N-Hydroxysuccinimide

[6066-32-6]  · C4H5NO3  · N-Hydroxysuccinimide  · (MW 115.10)

(activating agent for carboxylic acids in amide synthesis and related coupling reactions; acyl transfer reagent)

Alternate Name: HOSu.

Physical Data: mp 96-98 °C (99-100 °C).

Solubility: sol H2O, DMF, alcohols, EtOAc; insol cold ether.

Form Supplied in: colorless crystalline solid, widely available.

Preparative Methods: by heating Succinic Anhydride with Hydroxylamine or, better, hydroxylamine hydrochloride followed by crystallizations from ether, 1-butanol, and finally EtOAc.1

Purification: can be crystallized from 1-butanol, EtOAc, or EtOH-EtOAc.

Peptide Bond Formation.

The most important use of N-hydroxysuccinimide is in the formation of (isolable) activated derivatives of Na-protected a-amino acids, which subsequently undergo generally smooth coupling reactions with amino esters.
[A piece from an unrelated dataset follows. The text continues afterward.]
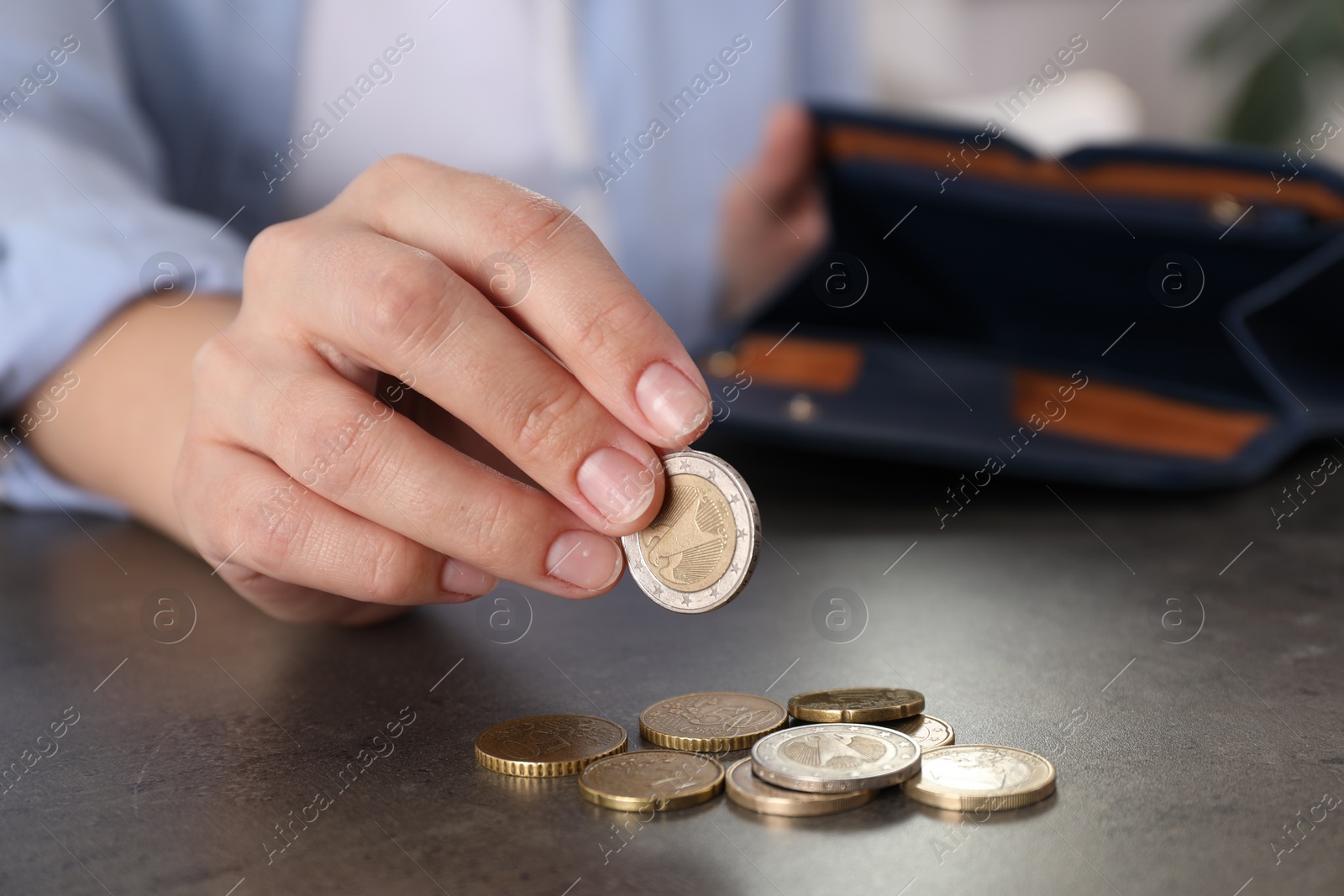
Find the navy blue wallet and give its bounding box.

Typically, 1,3-Dicyclohexylcarbodiimide (DCC) is used as the initial coupling agent (the HOSu-DCC method) (eq 1).1-3 N-Hydroxyphthalimide can be employed in much the same way, but a distinct advantage in the case of HOSu is its high water solubility, which facilitates product purification.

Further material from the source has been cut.